Angepinnt Scheidungkosten - nachträglich absetzbar, trotz rechtskräftig gewordenen EkSt-Bescheides

    Diese Seite verwendet Cookies. Durch die Nutzung unserer Seite erklären Sie sich damit einverstanden, dass wir Cookies setzen. Weitere Informationen

    • Scheidungkosten - nachträglich absetzbar, trotz rechtskräftig gewordenen EkSt-Bescheides

      Hat ein Steuerzahler Scheidungskosten aus Unwissenheit für steuerlich nicht absetzbar gehalten und deshalb versäumt, in der Steuererklärung entsprechende Angaben zu machen, kann der bereits rechtskräftig gewordene Einkommenssteuerbescheid noch nachträglich korrigiert werden. Nach Auffassung des Finanzgerichts Baden Württemberg kann einem Steuerzahler kein grobes Verschulden angelastet werden, wenn er die Anleitung zur Einkommensteuererklärung nicht oder nicht vollständig durchgelesen hat. ( Az 14 K 265108 )

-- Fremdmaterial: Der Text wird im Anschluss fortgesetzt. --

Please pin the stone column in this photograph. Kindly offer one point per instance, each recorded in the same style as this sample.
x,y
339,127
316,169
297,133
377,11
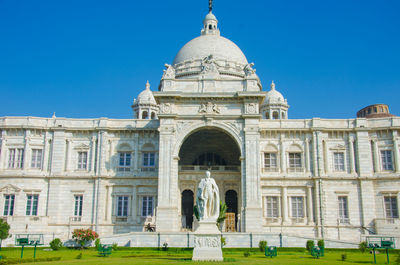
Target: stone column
x,y
167,207
46,151
136,166
310,218
3,153
351,155
307,155
134,204
68,143
285,214
27,150
283,154
364,154
396,153
326,155
93,154
253,209
376,156
108,204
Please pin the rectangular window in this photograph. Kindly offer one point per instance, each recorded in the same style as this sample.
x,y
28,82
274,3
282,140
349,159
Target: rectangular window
x,y
387,163
338,161
124,161
147,206
122,206
32,204
297,207
82,160
391,207
343,210
78,205
9,200
295,162
16,158
270,162
149,159
271,207
36,161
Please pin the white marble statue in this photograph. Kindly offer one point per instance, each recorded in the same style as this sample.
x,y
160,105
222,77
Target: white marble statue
x,y
208,199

      Quelle: ISUV Report 104 (Juni 2005/2)
    • Exkurs Scheidungskosten - auch nachträglich

      Grundsätzliches

      Kosten der Ehescheidung

      Neben den Unterhaltszahlungen und der Auseinandersetzung des ehelichen Vermögens ist die Scheidung auch sonst mit enormen Kosten, insbesondere mit Anwalts- und Gerichtskosten, verbunden. Der Gesetzgeber hat mit den Betroffenen insoweit ein Einsehen, als neben den Unterhaltsleistungen die Kosten für einen Scheidungsprozess steuerlich als außergewöhnliche Belastungen anerkannt werden. Da eine Ehe nur durch ein Urteil des Familiengerichts geschieden werden kann, entstehen die Prozesskosten zwangsläufig. Die Gerichtskosten und die mit dem Scheidungsprozess zusammenhängenden Rechtsanwaltskosten werden somit als außergewöhnliche Belastungen gemäß §§ 33 ff. EStG steuerlich anerkannt.

      Wichtig

      Die Finanzverwaltung übernimmt bezüglich der Kostenverteilung die richterliche Kostenentscheidung. Sofern vom Gericht entschieden wurde, dass ein Ehegatte die Scheidungskosten zu tragen hat, kann dieser die Ausgaben für den Scheidungsprozess vollständig steuerlich geltend machen. Treffen die beiden Parteien allerdings eine private Vereinbarung und übernimmt der andere Ehegatte freiwillig die Kosten, obwohl er per Gerichtsbeschluss nur verpflichtet gewesen wäre, die Hälfte der Verfahrenskosten zu übernehmen, können von ihm auch nur die hälftigen Gerichtskosten steuerlich geltend gemacht werden.
      Scheidungskosten werden auch dann als außergewöhnliche Belastung steuerlich anerkannt, wenn z. B. aufgrund einer Versöhnung der Ehegatten doch keine Scheidung der Ehe erfolgt.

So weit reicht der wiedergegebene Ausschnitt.